Huck is a behemoth of a guy, but a literal gentle giant. We find out he is an orphan who was left on the doorstep of an orphanage, and now works at a gas station. He has secret powers and uses them to do good deeds around his community, whose residents keep his secret. A woman who has recently moved to town spills the beans to the news, and suddenly the world knows about his abilities. A local politician tries to harness Huck’s powers for his own benefit, and to use him as a conduit to the president. However, Huck’s outing has garnered more attention across the world in Russia. Huck, an earnest and trusting man, is contacted by a bearded man who says he is his twin and that they should try to find their mother. Without spoiling anything, it’s pretty obvious this man is not who he says he is, and Huck’s origin story is explained in the last third of the book.
There are obvious parallels to the Superman story, and I did appreciate the uncomplicated nature of Huck, with him being a true superhero without all the brooding and infighting with other heroes, but the story was too predictable. The artwork is attractive with a warm color palette of yellows, reds and oranges, but is fairly standard in layout. There were a lot of close ups of Huck’s face, with him looking confused and/or simple minded, and too much mocking dialogue about how he was only a gas station attendant.

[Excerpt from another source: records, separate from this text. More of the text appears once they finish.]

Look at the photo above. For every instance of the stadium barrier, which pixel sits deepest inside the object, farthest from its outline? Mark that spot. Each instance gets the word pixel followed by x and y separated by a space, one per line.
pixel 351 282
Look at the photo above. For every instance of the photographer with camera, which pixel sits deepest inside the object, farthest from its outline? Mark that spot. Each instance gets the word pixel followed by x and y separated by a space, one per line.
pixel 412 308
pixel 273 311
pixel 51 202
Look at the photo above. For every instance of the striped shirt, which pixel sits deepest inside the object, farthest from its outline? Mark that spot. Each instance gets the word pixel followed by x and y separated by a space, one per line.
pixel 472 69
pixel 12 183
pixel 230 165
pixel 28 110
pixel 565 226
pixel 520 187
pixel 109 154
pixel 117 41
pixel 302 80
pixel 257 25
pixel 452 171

At the end of the story we get a two page “Meet The Creators” spread, which was actually nice, to see the people beside Millar and Albuquerque get shout-outs. But in Millar’s bio it lists his works that have or are in production to be turned into feature films, and Huck is listed as one of them in development. What?? There is not enough plot, for it is paper thin, and seemed rather resolved to me at the end. While this wasn’t a bad graphic novel per se, it just didn’t seem like a Mark Millar story, which are typically more epic in scope. This book will not be making the cut for me to purchase for my library’s collection.